Last Updated on 04/08/26 by Rose Palmer

Despite being at the “End of the World” in South America, the city of Ushuaia, Argentina, gets a lot of traffic during the warmer weather season. It’s the jumping-off point for cruises to Antarctica, arguably the more accurate end of the world.

My first visit to Ushuaia was a single-day port stop on a Princess cruise itinerary aboard the Sapphire Princess, which included South America and Antarctica. More recently, I spent three more days in Ushuaia before boarding the Ponant L ‘Austral on an extended 18-day cruise through Antarctica.

Ponant L'Austral and National Geographic Endurance docked in Ushuaia
Ponant L’Austral and National Geographic Endurance docked in Ushuaia

Situated in a picturesque setting, Ushuaia is framed by glacier-capped mountains on one side and the Beagle Channel on the other. Add to it the nearby Tierra del Fuego National Park, and Isla Martillo with its penguin colonies, and I had more than enough scenic opportunities to keep me and my camera happy.

The city center, where most of the hotels, shops, and restaurants were located, was compact and easily walkable. Without a car, though, seeing anything outside the city required a tour.

View of Ushuaia, Argentina from my ship
View of Ushuaia, Argentina, from my ship
View of Ushuaia over the harbor
View of Ushuaia over the harbor

I found plenty of things to do in Ushuaia in three days

I arrived in Ushuaia a few days before my Ponant Antarctica cruise after touring the Patagonia region in Argentina and Chile. I was happy to discover that there was plenty to do during the three days I was there.

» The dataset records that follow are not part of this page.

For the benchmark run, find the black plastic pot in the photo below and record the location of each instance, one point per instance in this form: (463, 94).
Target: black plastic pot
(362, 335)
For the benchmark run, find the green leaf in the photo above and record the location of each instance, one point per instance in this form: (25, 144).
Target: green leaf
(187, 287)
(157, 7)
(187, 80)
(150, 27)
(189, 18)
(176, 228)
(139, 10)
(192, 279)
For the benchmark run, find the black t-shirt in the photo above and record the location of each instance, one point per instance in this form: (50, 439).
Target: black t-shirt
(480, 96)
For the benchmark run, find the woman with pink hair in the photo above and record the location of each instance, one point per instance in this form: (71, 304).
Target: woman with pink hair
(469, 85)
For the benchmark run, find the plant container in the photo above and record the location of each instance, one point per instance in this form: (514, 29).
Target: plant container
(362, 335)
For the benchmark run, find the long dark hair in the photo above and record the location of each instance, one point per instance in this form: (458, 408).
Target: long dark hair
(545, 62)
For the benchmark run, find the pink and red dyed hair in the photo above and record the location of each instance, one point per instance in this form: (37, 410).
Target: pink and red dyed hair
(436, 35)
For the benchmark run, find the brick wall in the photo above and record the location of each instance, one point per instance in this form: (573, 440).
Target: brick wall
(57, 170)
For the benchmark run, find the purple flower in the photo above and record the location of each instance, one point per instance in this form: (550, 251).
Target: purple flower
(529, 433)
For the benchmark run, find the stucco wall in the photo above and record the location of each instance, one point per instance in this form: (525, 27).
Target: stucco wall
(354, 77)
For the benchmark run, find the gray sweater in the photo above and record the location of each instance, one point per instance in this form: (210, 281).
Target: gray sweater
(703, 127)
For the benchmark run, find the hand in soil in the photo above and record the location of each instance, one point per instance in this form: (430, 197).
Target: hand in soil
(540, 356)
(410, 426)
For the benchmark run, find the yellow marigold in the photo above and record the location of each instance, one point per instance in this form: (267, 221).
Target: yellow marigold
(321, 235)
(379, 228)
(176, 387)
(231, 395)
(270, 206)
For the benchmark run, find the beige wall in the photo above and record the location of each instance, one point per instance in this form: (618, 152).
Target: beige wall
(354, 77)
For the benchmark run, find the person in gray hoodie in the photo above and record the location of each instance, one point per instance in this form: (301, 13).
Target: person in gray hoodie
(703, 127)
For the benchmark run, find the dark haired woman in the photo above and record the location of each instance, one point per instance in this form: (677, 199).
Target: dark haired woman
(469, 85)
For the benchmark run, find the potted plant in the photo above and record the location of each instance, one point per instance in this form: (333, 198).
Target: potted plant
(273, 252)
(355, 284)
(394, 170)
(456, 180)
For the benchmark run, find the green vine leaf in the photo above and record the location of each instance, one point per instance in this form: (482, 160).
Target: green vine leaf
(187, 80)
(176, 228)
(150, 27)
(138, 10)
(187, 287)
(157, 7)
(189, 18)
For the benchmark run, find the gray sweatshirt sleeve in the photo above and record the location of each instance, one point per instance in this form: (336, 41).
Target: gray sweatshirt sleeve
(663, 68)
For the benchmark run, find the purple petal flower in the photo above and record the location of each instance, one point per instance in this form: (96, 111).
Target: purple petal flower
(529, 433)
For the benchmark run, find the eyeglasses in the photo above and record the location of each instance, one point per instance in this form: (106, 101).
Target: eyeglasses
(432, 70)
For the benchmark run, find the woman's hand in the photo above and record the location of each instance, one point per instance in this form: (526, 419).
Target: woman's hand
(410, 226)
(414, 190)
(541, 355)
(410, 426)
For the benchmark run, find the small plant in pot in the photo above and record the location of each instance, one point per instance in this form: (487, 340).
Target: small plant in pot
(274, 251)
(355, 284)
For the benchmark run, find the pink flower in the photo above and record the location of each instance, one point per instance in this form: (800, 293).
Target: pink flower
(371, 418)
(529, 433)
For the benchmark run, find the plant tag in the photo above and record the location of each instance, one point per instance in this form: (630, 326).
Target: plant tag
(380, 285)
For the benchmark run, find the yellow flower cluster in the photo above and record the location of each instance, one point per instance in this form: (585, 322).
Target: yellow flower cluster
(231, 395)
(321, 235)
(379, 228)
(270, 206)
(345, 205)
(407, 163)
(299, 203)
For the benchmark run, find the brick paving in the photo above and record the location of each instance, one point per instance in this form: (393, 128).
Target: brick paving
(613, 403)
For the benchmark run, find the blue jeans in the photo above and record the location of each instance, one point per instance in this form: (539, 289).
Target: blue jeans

Wildlife cruise on the Beagle Channel from Ushuaia

The 240-kilometer-long Beagle Channel is one of three navigable passages at South America’s tip between the Atlantic and Pacific Oceans. The other two are the Straits of Magellan to the north and the infamous Drake Passage to the south. Charles Darwin saw his first glaciers here when he sailed on the HMS Beagle’s second voyage to survey the area.

This region is rich with wildlife, which is why I chose a Beagle Channel wildlife cruise as a Princess excursion when the ship docked in Ushuaia for the day. Our catamaran for the Penguin Rookery Navigation excursion was waiting for us at the same pier where the Princess ship was docked, making it very convenient.

Cormorants on one of the rocky islands in the Beagle Channel
Cormorants on one of the rocky islands in the Beagle Channel
Cormorants and sea lions
More Cormorants, along with resting sea lions

The 5-hour cruise took us down the Beagle Channel toward the Atlantic. On the way, we made photo stops at Isla de los Pajaros, the home of a colony of Imperial cormorants, and the larger rock Isla de los Lobos to observe basking sea lions. The Beagle Channel lighthouse was another popular stop where more birds and sea lions called home.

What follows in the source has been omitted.